The governor, even according to his Democratic critics, dialed back his usual pugnacious delivery. And he refrained from beating up those Democrats as he outlined the problems the state faces.
But inciting legislators to join him in his outrage does little but skate across the ice of ideology. Instead, a more sophisticated understanding of the dynamics of the problems he lists is called for, as are practical approaches to addressing them.
The governor can have plenty of sway by merely identifying a short list of challenges on which the Legislature should focus. If he sets the agenda in this way, he has gone far in stamping his influence on the legislative session. But by trying to persuade legislators and Maine residents to respond as he does is to swing for the fences rather than aim for a base hit.
The budget shortfall in the Department of Health and Human Services and the Maine economy got top billing.
In a span of a minute or two, the governor used the word “welfare” six times. It’s a term so broad and so loaded with disdain by those who use it that it has become a pejorative, not a descriptive term. The governor seems to believe that health insurance for poor, elderly and disabled Mainers, food and heating assistance programs, rent vouchers, early education programs like Head Start and aid for families with young children are all part of what he called “a free lunch.”
He likely doesn’t see the myriad of financial breaks for businesses as part of a free lunch.
And he never acknowledged that heavy reliance on government assistance programs comes in large part because of the worst national economy in 75 years. Our older, less healthy population is also a factor, yet there was no initiative for improving health.
The second thrust of his speech, the economy, certainly deserves the Legislature’s attention. But pointing to the relative prosperity enjoyed by New Hampshire and Massachusetts residents — respective median household incomes of $60,734 and $64,057, compared to Maine’s $45,708 — is only part of the picture. Living in those states costs a lot more, and unless Maine inherits a city from another state, the Greater Boston economy will always produce higher incomes.

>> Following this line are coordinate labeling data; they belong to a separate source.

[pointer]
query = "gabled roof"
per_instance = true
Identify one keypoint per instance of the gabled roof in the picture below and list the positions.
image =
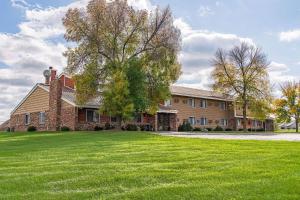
(191, 92)
(69, 96)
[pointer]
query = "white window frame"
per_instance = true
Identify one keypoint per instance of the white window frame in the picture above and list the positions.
(94, 116)
(238, 122)
(168, 102)
(203, 103)
(40, 118)
(223, 103)
(193, 102)
(224, 122)
(27, 122)
(193, 120)
(204, 121)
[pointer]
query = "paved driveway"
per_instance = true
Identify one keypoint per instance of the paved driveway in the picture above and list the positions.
(223, 136)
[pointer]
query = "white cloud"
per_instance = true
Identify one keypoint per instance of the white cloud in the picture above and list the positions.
(205, 11)
(199, 47)
(290, 36)
(35, 47)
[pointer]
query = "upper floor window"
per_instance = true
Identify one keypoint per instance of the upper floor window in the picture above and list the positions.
(113, 119)
(203, 121)
(168, 102)
(42, 117)
(92, 116)
(27, 118)
(224, 122)
(238, 122)
(191, 102)
(223, 105)
(192, 120)
(254, 123)
(203, 103)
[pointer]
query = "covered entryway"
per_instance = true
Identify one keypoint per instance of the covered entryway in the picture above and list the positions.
(166, 119)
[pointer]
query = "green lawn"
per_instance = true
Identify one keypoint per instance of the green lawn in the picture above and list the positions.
(90, 165)
(285, 131)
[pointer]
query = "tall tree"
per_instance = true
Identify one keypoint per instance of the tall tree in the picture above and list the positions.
(109, 37)
(288, 106)
(242, 73)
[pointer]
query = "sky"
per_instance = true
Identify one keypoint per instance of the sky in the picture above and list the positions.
(31, 39)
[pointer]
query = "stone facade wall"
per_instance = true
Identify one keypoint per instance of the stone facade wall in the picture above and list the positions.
(17, 122)
(55, 104)
(68, 115)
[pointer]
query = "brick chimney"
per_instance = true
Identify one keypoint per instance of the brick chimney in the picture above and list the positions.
(55, 93)
(52, 74)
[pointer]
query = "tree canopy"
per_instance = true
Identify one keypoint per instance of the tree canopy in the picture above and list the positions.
(287, 107)
(126, 56)
(242, 73)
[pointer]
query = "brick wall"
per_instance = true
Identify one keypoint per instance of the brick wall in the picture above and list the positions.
(17, 122)
(213, 112)
(55, 104)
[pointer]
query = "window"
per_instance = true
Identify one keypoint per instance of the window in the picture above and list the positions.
(238, 122)
(42, 117)
(138, 118)
(168, 102)
(27, 118)
(92, 116)
(223, 105)
(191, 102)
(224, 122)
(113, 119)
(203, 121)
(203, 103)
(254, 123)
(192, 120)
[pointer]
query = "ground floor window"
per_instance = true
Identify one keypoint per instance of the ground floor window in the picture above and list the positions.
(92, 116)
(192, 120)
(224, 122)
(203, 121)
(27, 118)
(42, 117)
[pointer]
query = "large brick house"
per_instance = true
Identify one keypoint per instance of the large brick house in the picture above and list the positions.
(51, 105)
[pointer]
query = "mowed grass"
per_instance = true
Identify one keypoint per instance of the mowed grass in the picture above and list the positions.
(136, 165)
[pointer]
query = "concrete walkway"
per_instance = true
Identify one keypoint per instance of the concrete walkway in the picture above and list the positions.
(224, 136)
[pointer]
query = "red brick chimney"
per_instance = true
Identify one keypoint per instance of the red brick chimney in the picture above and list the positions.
(52, 74)
(55, 93)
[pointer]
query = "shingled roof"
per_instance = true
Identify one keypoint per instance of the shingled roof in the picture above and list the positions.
(69, 96)
(191, 92)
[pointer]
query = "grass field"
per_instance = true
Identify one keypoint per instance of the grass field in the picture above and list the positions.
(90, 165)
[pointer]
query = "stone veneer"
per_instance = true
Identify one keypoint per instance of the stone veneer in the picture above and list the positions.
(55, 104)
(17, 122)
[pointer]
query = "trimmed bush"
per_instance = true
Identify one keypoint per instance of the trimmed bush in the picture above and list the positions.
(218, 128)
(108, 126)
(65, 128)
(98, 128)
(185, 127)
(197, 129)
(31, 129)
(132, 127)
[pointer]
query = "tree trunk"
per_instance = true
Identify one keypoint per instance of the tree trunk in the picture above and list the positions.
(245, 117)
(297, 124)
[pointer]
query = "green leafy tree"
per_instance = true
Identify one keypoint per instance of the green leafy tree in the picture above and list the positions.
(242, 73)
(288, 106)
(122, 54)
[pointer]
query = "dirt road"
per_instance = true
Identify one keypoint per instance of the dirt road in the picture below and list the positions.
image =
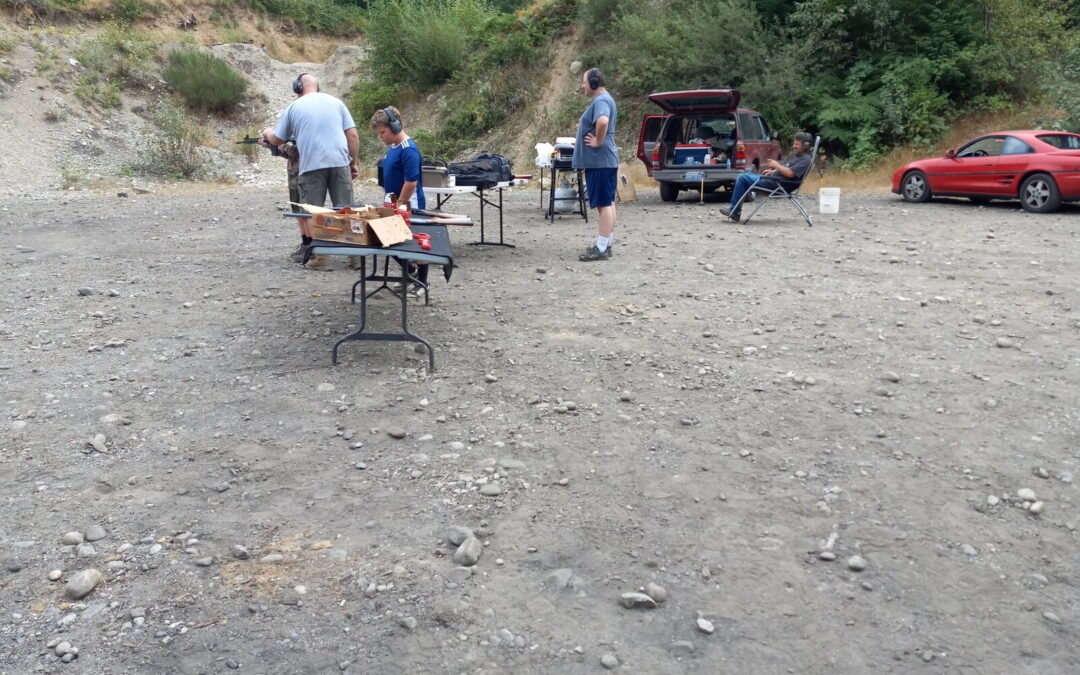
(742, 415)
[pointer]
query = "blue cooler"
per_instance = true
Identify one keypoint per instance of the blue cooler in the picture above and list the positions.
(691, 153)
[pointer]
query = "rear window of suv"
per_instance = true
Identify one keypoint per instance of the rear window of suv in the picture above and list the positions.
(1065, 142)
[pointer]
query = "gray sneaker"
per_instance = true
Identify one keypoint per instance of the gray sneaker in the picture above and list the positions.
(594, 254)
(297, 256)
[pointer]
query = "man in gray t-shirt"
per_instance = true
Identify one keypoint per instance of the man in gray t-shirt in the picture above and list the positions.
(594, 151)
(326, 138)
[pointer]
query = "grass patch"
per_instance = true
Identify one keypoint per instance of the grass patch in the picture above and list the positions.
(115, 58)
(204, 81)
(172, 151)
(318, 15)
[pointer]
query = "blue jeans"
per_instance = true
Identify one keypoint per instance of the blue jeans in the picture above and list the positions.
(745, 181)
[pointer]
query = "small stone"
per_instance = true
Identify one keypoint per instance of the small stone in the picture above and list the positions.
(609, 661)
(82, 583)
(457, 534)
(656, 591)
(468, 554)
(637, 601)
(683, 646)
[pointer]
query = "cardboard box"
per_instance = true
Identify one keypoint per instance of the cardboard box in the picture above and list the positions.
(434, 176)
(365, 227)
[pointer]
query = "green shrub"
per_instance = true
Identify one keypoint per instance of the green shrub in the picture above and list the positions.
(318, 15)
(204, 81)
(423, 44)
(118, 54)
(172, 151)
(129, 11)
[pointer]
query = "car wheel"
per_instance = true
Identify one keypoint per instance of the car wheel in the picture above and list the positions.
(915, 187)
(1039, 193)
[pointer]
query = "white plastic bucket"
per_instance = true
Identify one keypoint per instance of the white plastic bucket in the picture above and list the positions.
(828, 200)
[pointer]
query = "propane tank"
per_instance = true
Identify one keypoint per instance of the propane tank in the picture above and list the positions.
(566, 197)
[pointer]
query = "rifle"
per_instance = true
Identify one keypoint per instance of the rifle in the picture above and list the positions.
(254, 140)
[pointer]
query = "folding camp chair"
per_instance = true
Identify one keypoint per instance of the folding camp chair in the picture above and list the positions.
(765, 193)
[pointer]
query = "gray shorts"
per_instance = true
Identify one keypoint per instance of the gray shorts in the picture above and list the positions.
(315, 184)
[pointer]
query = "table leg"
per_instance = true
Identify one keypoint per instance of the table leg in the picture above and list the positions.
(404, 336)
(483, 201)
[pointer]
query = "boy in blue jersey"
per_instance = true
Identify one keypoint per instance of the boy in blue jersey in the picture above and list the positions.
(401, 175)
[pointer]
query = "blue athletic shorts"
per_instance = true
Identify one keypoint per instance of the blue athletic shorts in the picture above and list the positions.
(602, 184)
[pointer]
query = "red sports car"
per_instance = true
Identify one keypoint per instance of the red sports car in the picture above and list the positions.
(1041, 169)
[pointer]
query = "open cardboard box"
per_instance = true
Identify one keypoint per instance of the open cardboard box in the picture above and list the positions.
(368, 226)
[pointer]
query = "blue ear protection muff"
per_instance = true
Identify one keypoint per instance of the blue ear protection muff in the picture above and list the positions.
(392, 122)
(594, 80)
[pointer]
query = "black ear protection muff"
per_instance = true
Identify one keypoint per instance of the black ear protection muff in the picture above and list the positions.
(392, 122)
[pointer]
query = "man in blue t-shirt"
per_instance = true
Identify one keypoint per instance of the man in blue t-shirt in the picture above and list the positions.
(402, 175)
(595, 152)
(326, 138)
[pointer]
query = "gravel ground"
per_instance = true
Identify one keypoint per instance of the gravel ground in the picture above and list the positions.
(756, 448)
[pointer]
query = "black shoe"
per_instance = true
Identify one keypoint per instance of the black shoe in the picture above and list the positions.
(594, 254)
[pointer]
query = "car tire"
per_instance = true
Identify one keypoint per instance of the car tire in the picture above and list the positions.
(915, 188)
(1039, 193)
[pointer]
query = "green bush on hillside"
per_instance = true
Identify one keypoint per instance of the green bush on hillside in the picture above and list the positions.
(172, 150)
(204, 81)
(423, 44)
(318, 15)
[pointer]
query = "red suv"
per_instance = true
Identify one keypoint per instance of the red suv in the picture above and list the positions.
(704, 140)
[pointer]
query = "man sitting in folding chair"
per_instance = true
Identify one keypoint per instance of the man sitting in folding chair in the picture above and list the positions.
(779, 180)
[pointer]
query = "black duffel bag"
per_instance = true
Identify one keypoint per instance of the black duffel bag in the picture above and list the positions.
(483, 171)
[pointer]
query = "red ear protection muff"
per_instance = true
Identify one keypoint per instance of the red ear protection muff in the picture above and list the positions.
(392, 122)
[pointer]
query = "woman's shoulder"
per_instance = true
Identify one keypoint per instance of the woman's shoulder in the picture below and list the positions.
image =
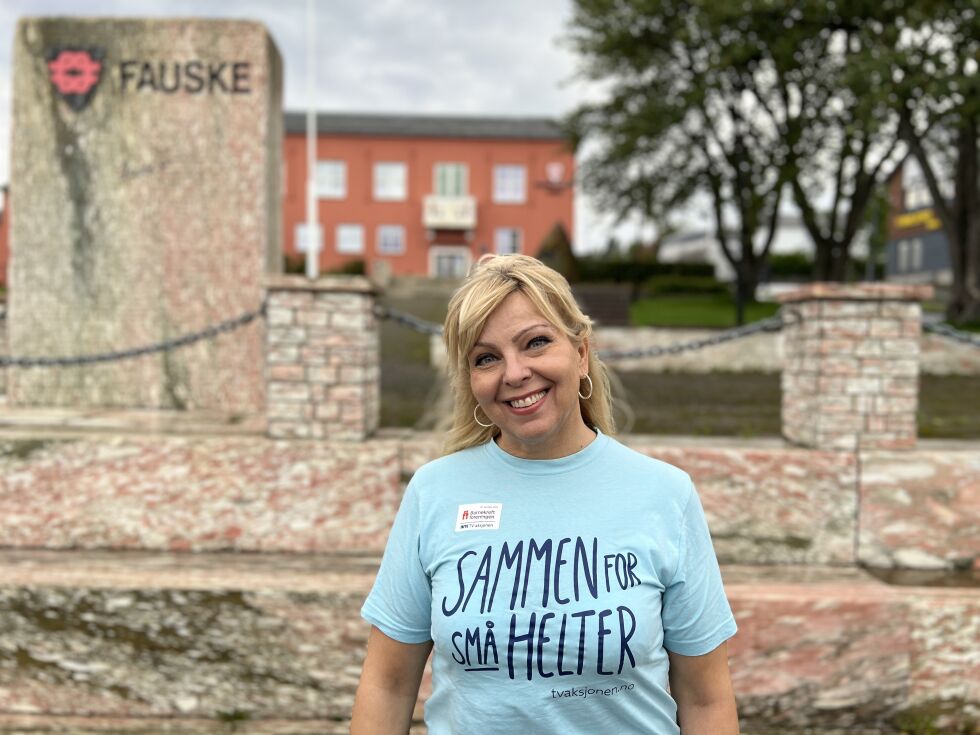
(632, 460)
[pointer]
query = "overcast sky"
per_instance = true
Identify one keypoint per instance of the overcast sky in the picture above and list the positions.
(411, 56)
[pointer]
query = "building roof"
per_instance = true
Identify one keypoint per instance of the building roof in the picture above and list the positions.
(428, 126)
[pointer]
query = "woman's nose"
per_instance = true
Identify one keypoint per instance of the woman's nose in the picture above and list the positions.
(516, 371)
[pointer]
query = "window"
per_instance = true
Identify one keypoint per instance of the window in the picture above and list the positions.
(391, 240)
(507, 240)
(390, 182)
(904, 255)
(350, 239)
(302, 241)
(331, 179)
(447, 261)
(509, 184)
(450, 179)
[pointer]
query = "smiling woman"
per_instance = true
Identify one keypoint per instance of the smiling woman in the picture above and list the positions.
(514, 331)
(540, 550)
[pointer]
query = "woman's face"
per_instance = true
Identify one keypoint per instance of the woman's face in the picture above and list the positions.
(525, 375)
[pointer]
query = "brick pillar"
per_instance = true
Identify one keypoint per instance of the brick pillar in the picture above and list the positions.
(851, 374)
(323, 371)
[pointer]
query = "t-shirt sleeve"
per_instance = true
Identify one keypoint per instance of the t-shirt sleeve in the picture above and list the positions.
(400, 601)
(696, 615)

“So I ask all of you, where is the outrage? Why should Mainers live in poverty while our neighbors who live on the other side of lines drawn on a map earn a far better income and lead much more prosperous lives?” he asked.
Maine’s small but far-flung population, its historical reliance on natural resource industries and seasonal tourism economy are far more influential in keeping wages low than the causes the governor cites: too many regulations on business and high energy costs. Of course, regulations must be streamlined and more clearly tied to valid threats. And energy remains a disincentive for businesses here (though Maine has lower electric costs than its New England neighbors).
“My friends in the Legislature, it’s time to be outraged,” the governor said, implying that the State of the State demanded it. But good governance isn’t fueled by outrage. It relies instead on clear, practical goals and the ability to compromise in achieving them.
Former New York Gov. Mario Cuomo once compared the political process to leaning on a giant millstone being rolled slowly; the effort of a good governor can alter its course only slightly, but that effort is always worthwhile. Gov. LePage seems to want instead to shake his fist at the stone.